Another excellent video, Dmytro. Thank you for educating me on the use cases where SOLID could be used with Angular. I will have to re-watch that last Dependency Inversion section a few more times to understand better. Nevertheless, the 40 minutes taken up in this video flew by with so much knowledge you shared. Thank you for being awesome!
Have you thought about making some series about jasmine and tests in Angular? I would be happy to see it on your channel. You do great, keep it like this.
How to do Component communication as it becomes much harder when working with multiple sub components. Especially, getting data in the parent component.

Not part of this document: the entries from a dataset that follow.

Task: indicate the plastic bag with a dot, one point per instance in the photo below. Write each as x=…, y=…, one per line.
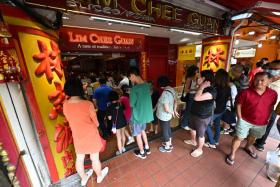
x=273, y=165
x=114, y=128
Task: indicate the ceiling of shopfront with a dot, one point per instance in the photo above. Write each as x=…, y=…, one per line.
x=175, y=37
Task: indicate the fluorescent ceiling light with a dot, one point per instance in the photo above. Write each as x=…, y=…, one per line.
x=251, y=33
x=184, y=39
x=65, y=17
x=241, y=16
x=186, y=32
x=118, y=21
x=276, y=13
x=236, y=42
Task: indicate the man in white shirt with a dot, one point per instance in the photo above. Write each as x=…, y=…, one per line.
x=124, y=81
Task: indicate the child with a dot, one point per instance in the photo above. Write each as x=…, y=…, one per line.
x=124, y=99
x=116, y=116
x=166, y=109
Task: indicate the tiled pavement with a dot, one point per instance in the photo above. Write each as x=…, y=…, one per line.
x=178, y=168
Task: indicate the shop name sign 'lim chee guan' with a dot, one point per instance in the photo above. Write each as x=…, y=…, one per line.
x=75, y=39
x=99, y=39
x=153, y=12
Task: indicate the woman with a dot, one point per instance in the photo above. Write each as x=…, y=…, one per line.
x=223, y=94
x=201, y=111
x=83, y=122
x=166, y=109
x=190, y=90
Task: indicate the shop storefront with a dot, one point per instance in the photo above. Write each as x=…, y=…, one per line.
x=44, y=134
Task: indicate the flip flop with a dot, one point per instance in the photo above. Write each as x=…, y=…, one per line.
x=251, y=153
x=229, y=161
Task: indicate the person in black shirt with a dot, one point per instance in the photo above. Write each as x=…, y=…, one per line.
x=202, y=111
x=223, y=94
x=115, y=113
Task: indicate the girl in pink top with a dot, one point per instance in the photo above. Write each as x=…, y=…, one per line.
x=83, y=122
x=124, y=99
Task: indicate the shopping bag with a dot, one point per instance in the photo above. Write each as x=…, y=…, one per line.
x=273, y=164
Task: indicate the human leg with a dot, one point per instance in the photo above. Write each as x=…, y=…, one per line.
x=96, y=166
x=261, y=141
x=102, y=126
x=80, y=166
x=119, y=141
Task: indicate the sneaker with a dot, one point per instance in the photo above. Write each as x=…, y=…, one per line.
x=227, y=131
x=189, y=142
x=104, y=172
x=89, y=174
x=207, y=144
x=138, y=154
x=163, y=149
x=130, y=141
x=259, y=147
x=186, y=128
x=171, y=146
x=147, y=151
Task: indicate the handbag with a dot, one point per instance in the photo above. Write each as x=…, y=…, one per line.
x=184, y=98
x=114, y=126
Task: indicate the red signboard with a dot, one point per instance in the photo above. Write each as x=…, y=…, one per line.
x=88, y=40
x=154, y=12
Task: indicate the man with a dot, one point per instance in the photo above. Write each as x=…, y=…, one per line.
x=124, y=81
x=274, y=71
x=100, y=98
x=241, y=81
x=142, y=111
x=254, y=106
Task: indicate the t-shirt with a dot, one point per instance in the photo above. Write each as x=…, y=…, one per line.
x=124, y=81
x=115, y=110
x=141, y=104
x=168, y=96
x=155, y=97
x=276, y=87
x=127, y=109
x=223, y=95
x=101, y=95
x=204, y=109
x=255, y=108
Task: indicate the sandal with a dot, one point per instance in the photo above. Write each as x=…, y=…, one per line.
x=229, y=161
x=196, y=153
x=190, y=142
x=251, y=153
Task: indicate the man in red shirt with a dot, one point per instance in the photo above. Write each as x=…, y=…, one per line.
x=254, y=106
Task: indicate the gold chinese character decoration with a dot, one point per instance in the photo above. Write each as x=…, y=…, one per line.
x=9, y=66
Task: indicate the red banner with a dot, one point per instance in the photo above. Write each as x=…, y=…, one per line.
x=87, y=40
x=154, y=12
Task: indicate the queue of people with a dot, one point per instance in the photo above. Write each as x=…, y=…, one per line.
x=224, y=101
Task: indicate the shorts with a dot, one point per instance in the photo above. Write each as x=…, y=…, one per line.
x=155, y=121
x=138, y=128
x=244, y=128
x=199, y=125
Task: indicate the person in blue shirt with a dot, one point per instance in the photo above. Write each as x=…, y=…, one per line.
x=100, y=98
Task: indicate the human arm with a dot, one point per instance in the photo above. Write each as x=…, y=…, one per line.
x=200, y=96
x=92, y=113
x=238, y=111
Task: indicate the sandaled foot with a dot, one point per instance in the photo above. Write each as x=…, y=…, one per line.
x=190, y=142
x=229, y=160
x=196, y=153
x=253, y=154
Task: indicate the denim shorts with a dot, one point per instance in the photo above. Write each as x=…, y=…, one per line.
x=244, y=128
x=138, y=128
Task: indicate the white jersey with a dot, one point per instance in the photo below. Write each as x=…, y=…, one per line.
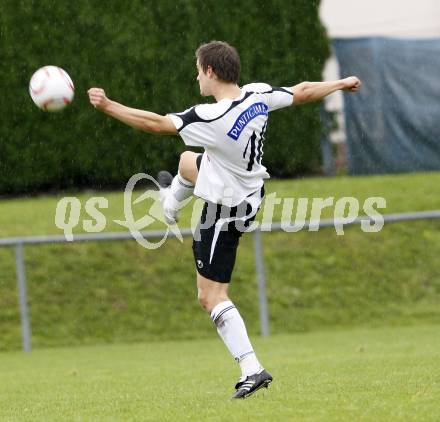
x=232, y=134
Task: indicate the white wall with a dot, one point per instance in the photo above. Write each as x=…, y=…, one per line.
x=394, y=18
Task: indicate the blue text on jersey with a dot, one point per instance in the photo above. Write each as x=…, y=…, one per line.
x=256, y=109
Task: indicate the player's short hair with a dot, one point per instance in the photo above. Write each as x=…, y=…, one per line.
x=223, y=59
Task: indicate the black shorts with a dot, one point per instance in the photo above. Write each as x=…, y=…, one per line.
x=218, y=233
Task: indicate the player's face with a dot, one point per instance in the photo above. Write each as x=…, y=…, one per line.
x=204, y=81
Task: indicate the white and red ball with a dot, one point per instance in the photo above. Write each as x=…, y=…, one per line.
x=51, y=88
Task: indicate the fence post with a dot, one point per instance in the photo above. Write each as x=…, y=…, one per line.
x=22, y=297
x=261, y=282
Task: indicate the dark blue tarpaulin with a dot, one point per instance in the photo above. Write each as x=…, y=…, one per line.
x=393, y=123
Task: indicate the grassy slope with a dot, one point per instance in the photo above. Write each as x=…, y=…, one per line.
x=344, y=375
x=118, y=291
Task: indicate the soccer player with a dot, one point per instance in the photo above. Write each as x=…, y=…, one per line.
x=228, y=176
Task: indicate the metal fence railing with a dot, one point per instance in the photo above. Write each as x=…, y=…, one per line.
x=20, y=242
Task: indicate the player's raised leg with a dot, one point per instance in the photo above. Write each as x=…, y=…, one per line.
x=175, y=191
x=213, y=296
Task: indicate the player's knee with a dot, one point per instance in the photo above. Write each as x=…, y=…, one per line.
x=204, y=299
x=208, y=299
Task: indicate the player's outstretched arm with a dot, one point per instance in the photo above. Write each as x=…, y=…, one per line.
x=307, y=92
x=138, y=119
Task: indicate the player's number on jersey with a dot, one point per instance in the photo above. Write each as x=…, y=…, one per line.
x=255, y=146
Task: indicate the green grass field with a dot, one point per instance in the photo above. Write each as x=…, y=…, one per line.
x=386, y=374
x=91, y=293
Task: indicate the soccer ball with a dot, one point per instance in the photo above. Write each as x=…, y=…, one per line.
x=51, y=88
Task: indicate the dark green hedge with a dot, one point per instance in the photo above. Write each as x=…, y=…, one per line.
x=142, y=53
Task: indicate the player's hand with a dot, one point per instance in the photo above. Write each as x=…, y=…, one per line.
x=352, y=84
x=98, y=98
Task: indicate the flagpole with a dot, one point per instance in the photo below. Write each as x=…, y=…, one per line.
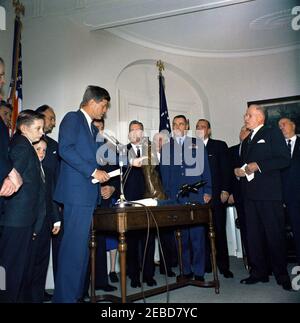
x=19, y=12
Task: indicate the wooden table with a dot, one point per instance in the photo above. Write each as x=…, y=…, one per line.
x=121, y=220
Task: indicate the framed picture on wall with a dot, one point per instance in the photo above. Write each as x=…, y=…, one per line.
x=278, y=108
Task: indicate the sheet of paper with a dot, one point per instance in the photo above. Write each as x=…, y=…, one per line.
x=111, y=174
x=249, y=177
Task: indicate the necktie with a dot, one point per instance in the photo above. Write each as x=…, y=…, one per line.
x=289, y=144
x=94, y=131
x=43, y=174
x=250, y=136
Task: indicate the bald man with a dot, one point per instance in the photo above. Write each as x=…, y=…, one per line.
x=263, y=155
x=291, y=180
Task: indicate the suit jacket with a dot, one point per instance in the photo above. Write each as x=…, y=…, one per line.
x=5, y=164
x=135, y=184
x=219, y=164
x=269, y=150
x=27, y=206
x=235, y=162
x=77, y=148
x=174, y=175
x=52, y=159
x=291, y=176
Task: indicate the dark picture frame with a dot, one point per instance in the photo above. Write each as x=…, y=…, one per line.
x=278, y=108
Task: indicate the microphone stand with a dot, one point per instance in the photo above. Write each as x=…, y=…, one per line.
x=122, y=202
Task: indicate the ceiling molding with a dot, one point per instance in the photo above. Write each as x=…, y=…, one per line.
x=201, y=53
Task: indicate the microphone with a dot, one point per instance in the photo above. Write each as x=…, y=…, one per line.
x=185, y=189
x=111, y=139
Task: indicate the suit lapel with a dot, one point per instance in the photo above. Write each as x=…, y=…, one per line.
x=296, y=148
x=252, y=143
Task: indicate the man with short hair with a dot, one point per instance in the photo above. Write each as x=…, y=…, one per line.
x=186, y=156
x=134, y=189
x=76, y=191
x=24, y=211
x=291, y=180
x=5, y=113
x=264, y=154
x=2, y=77
x=10, y=180
x=219, y=165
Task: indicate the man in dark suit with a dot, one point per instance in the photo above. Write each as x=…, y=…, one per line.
x=75, y=190
x=134, y=190
x=264, y=155
x=51, y=162
x=184, y=161
x=236, y=197
x=291, y=180
x=50, y=225
x=219, y=165
x=10, y=179
x=24, y=211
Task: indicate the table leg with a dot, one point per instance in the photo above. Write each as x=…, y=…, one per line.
x=122, y=248
x=211, y=234
x=93, y=247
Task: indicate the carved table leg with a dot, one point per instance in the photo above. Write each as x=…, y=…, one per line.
x=122, y=248
x=178, y=238
x=93, y=246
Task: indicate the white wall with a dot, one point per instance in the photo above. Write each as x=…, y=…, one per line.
x=60, y=59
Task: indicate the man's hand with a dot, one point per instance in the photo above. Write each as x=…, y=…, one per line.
x=206, y=198
x=101, y=176
x=239, y=172
x=55, y=229
x=107, y=191
x=138, y=162
x=224, y=196
x=230, y=199
x=16, y=178
x=251, y=168
x=8, y=188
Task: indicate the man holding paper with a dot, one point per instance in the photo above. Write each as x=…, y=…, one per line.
x=75, y=190
x=264, y=153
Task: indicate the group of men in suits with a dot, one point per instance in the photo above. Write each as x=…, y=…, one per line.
x=261, y=163
x=264, y=155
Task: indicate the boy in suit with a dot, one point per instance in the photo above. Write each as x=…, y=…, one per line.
x=291, y=180
x=264, y=154
x=75, y=190
x=24, y=211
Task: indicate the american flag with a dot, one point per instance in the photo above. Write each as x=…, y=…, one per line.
x=164, y=120
x=15, y=95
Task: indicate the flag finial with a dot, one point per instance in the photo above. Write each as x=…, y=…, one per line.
x=160, y=65
x=19, y=8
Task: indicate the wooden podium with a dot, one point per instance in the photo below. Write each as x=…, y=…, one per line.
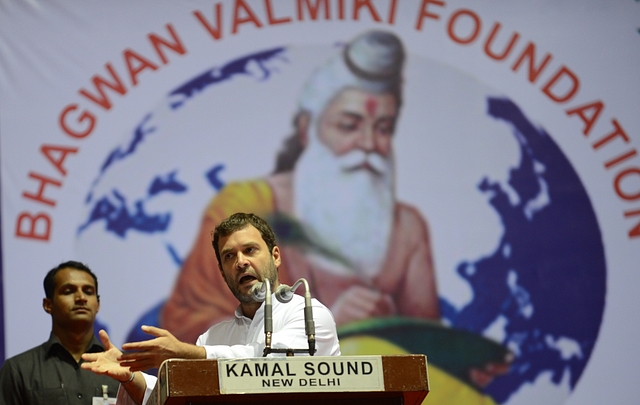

I have the same problem now. I'm trying to understand the OOP principles and their patterns, but it's still hard to see them in Angular. And if you can find examples of principles, it is more difficult with specific patterns, because you read mainly on examples of object-oriented languages, where only one paradigm, and we have OOP, Functional programming, Reactive programming. And you just ask yourself "The problem is that I do not find them yet, or we just do not have them in JS/TS"
Hi Dmytro, thank you for all that interesting topics that you covered so far. The way that you are explaining everything in deep is very very good approach and again than you for that. Can I give you an idea to explain the change detection strategy more deeply with couple of examples, thanks in advance ;)
Can you please make a another video for ng-content and ng-template . Like what is use case where we must use ng-content or ng-template . Like I know the one diff we can pass data from container to template but I want to know this in more details. Please help Thanks In advance.
Great explanation as always! About DIP do you use injection token for multiple optional interfaces? Say weather implents reloadable, unitConversion and velocity implements unitConversion only. And parent component should be able to distinguish child capabilities and disable conversion, reload button accordingly.
Hey Dmytro, Just a thought that we can mark properties optional in interfaces in that way we need not to make multiple interfaces. What are you guys think about it???
Not that it matters much but 'wether' is really spelt 'weather' for climate, but wether is real word also, which is 'a ram or goat that is castrated at young age'. And whether is used to compare two conditions 'whether the statement expresses true or false the code does no change'. I know englsh can be confusing.